Long Term High Temperature Resistance Testing

Each sample was coated onto an aluminum panel at a coating thickness of 100 μm then heat cured and aged in an oven at 300° C. Film cracking time was recorded (in days) as the first instance of visible cracks in the coatings.

Table 1 shows the thermal stability of coatings as measured by crack time. A crack time of at least 10 d was considered a Pass. The wt % loading of mica is reported as 100 wt. % minus T^Ph-PDMS or 100 wt. % minus T^Me-PDMS or 100 wt. % minus T^Me-PPhMS.

The data show a dramatic difference in resistance to cracking for coatings containing mica. The coating also exhibited acceptable uniformity and adhesion throughout the testing period. The combination of the T^Ph or T^me resin and mica alone was found to fail the cracking test within 2 d, while the combination of the PDMS or PPhMS and mica alone delaminated readily from the substrate at 300° C. Moreover, of the fillers tested—silica, calcium carbonate, aluminum silicate, calcium silicate, alumina, ferric oxide, and mica—mica was found to be the only class of fillers to exhibit crack times beyond 120 h.

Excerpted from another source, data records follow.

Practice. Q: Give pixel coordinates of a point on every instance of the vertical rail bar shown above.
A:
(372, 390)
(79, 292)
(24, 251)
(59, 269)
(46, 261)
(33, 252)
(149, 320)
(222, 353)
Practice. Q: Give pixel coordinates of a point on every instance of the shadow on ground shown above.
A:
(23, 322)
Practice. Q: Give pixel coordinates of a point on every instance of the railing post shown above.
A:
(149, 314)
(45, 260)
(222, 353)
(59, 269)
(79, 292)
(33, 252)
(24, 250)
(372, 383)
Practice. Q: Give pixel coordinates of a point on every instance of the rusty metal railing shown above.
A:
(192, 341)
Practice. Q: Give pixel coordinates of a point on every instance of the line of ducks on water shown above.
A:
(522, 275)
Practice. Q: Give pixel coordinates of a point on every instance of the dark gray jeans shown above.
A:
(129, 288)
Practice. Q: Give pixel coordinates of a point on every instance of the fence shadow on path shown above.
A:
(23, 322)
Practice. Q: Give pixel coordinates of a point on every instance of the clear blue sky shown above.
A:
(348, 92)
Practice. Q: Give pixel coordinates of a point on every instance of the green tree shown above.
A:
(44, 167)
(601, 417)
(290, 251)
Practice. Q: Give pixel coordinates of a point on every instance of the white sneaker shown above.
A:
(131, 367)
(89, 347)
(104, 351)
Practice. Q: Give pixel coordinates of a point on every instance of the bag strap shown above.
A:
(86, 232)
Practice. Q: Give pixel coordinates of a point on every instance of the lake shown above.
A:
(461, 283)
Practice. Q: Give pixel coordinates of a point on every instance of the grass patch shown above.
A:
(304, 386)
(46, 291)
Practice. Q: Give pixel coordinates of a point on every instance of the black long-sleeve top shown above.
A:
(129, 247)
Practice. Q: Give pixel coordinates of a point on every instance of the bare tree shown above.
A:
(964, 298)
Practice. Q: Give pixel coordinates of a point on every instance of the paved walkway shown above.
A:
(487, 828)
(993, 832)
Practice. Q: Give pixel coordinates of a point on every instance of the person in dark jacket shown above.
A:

Example 8—Preparation of Room Temperature Tack-Free Coating

Methyltrimethoxysilane (10 parts by weight) and titanium tetra-t-butoxide (0.5 parts by weight) were added to the composition of Example 1. A sample of this composition was applied to an aluminum panel at a coating thickness of 100 μm. The coating became tack-free in 10 min at room temperature at a humidity of 50%. The coating was then subjected to heat age testing at 300° C. and was found to be crack free for >100 d.